Friday, April 13, 2012

Ruchir Sharma: BRICs story is played out

Ruchir Sharma is the author of Breakout Nations: In Pursuit of the Next Economic Miracles and also head of emerging market equities and global macro at Morgan Stanley.

"If you look at the history of investing, you find there's always some theme that captures the imagination in a particular decade, and then it runs out of gas the following decades."

On China:
People tend to overlook the fact that China, with a per capita income of about $6,000, has already become a middle income country. "And it's much harder to grow from a large base." Thirty years of a one-child policy have left China with a demographic imbalance. Rapid urbanization has been a huge driver of growth. But now, 50 percent of Chinese people already live in urban areas. "I'm not saying China is going to collapse, but it can't keep growing out at 8 percent.

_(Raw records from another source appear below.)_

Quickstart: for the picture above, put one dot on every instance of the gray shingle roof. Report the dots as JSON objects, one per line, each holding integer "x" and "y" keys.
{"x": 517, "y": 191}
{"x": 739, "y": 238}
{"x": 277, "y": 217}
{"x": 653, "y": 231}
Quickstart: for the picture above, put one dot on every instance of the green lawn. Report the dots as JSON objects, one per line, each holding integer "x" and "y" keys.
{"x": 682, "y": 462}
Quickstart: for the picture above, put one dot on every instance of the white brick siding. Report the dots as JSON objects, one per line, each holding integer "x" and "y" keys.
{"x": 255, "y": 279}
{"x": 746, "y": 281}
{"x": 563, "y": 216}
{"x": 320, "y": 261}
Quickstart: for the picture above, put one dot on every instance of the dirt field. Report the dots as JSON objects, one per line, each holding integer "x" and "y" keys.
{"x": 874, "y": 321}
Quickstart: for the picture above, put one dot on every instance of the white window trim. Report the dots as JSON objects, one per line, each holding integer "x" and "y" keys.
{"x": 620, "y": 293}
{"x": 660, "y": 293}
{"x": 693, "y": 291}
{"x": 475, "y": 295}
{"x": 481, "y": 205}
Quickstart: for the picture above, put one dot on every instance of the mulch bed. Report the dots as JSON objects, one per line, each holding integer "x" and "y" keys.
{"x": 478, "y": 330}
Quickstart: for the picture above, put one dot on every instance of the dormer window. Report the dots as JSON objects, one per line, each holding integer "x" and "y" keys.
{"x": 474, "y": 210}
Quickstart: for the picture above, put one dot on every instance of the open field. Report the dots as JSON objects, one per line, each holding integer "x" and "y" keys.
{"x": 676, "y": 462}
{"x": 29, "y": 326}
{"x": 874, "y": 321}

China is maturing as an economy and needs to slow down."

On India:
There's a lot of hope and promise in India, but India's economy is hamstrung by political corruption and poor infrastructure, and growth rate has settled into a 6-7% growth band.

On Brazil:
In 2011, Brazil turned in an unspectacular performance of about 3% growth. Sharma sees Brazil's struggles continuing, in part because it has an expensive currency. "That's making their industries uncompetitive"

On Russia:
Even with the continuing commodity boom, Russia's economy only managed to grow about 4% in 2011. He's also concerned about the huge concentration of wealth there with a disproportionate number of billionaires. With a Chinese slowdown, commodity economies will struggle going forward. Sharma's Four Seasons Index (how much it costs to stay at a posh Four Seasons Hotel) shows that Brazil and Russia are two of the most expensive emerging markets in terms of exchange rates.